それは、この言葉を使う人が少ない事を直に表している。
ぢきしんー直心とは正しくまっすぐな心。
正直心。と大辞泉にある。
また、ひたごころとも読め、ひたむきな心、またいちずな心も表す。

いけばなをしている時、生ける人は花と直心で向き合わずにはいられない。花の意思はとても強いから。心を尽くして花を観て下さる人のために
ひたむきに生ける。心に欺瞞のある時、花はこちらを向いてはくれない。美しくならない。
稽古をしていれば幾ばくかの技術も身につくけども技術を使いこちらに向かせれば、どこか不自然な様子になる。見ていて苦しげな様子に誰も感嘆したりはしないだろう。
そんな時はこちらを向いてくれない花にも都合があるのだ、と思いなおして他のやり方を考えてみる。
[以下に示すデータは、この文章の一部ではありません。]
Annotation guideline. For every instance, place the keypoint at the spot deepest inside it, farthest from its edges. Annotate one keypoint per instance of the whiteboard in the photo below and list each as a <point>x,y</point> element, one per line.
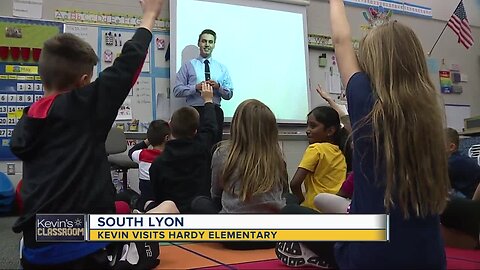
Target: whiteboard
<point>455,114</point>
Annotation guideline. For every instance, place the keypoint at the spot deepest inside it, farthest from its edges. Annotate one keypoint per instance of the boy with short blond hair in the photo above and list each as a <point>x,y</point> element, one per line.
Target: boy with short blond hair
<point>61,141</point>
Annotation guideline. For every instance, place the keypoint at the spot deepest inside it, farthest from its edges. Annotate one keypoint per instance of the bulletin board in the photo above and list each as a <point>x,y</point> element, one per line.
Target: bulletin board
<point>21,41</point>
<point>107,42</point>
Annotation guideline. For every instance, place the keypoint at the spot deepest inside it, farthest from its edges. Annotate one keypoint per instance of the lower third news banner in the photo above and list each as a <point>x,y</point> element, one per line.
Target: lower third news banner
<point>60,228</point>
<point>241,227</point>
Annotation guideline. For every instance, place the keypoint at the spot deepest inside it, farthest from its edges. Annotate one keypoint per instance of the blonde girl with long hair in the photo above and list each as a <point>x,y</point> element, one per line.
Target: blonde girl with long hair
<point>248,171</point>
<point>399,156</point>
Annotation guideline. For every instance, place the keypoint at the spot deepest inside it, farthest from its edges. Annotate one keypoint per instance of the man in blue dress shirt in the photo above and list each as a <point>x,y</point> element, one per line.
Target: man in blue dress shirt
<point>204,69</point>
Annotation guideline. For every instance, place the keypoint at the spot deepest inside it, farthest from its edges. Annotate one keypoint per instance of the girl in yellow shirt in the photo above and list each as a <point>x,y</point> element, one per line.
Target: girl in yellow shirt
<point>323,168</point>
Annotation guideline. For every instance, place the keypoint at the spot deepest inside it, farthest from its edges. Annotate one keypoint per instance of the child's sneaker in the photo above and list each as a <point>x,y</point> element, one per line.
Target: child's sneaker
<point>296,254</point>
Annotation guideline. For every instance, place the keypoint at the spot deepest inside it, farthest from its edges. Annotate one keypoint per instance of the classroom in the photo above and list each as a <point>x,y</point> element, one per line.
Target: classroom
<point>276,70</point>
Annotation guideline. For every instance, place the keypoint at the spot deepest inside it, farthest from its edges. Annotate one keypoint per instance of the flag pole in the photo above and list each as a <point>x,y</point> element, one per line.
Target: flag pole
<point>445,27</point>
<point>435,44</point>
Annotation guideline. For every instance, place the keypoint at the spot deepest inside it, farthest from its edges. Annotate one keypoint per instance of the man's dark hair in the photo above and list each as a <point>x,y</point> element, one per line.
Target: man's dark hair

そうすると上手くいく。
私は直心を手に入れたとはとても言い難い、生々しい愚かさを持った人間だ。だからこそ直心を意識して生きていくために、私には「いけばな」が必要なのだ。ひたむきに自分の未熟さ弱さと向き合い、直心に近づけていく稽古は一生続く。

続けていくことは良くなっていくこと



指導も稽古も直心を磨く機会になりうる。だから私は稽古を続けていく。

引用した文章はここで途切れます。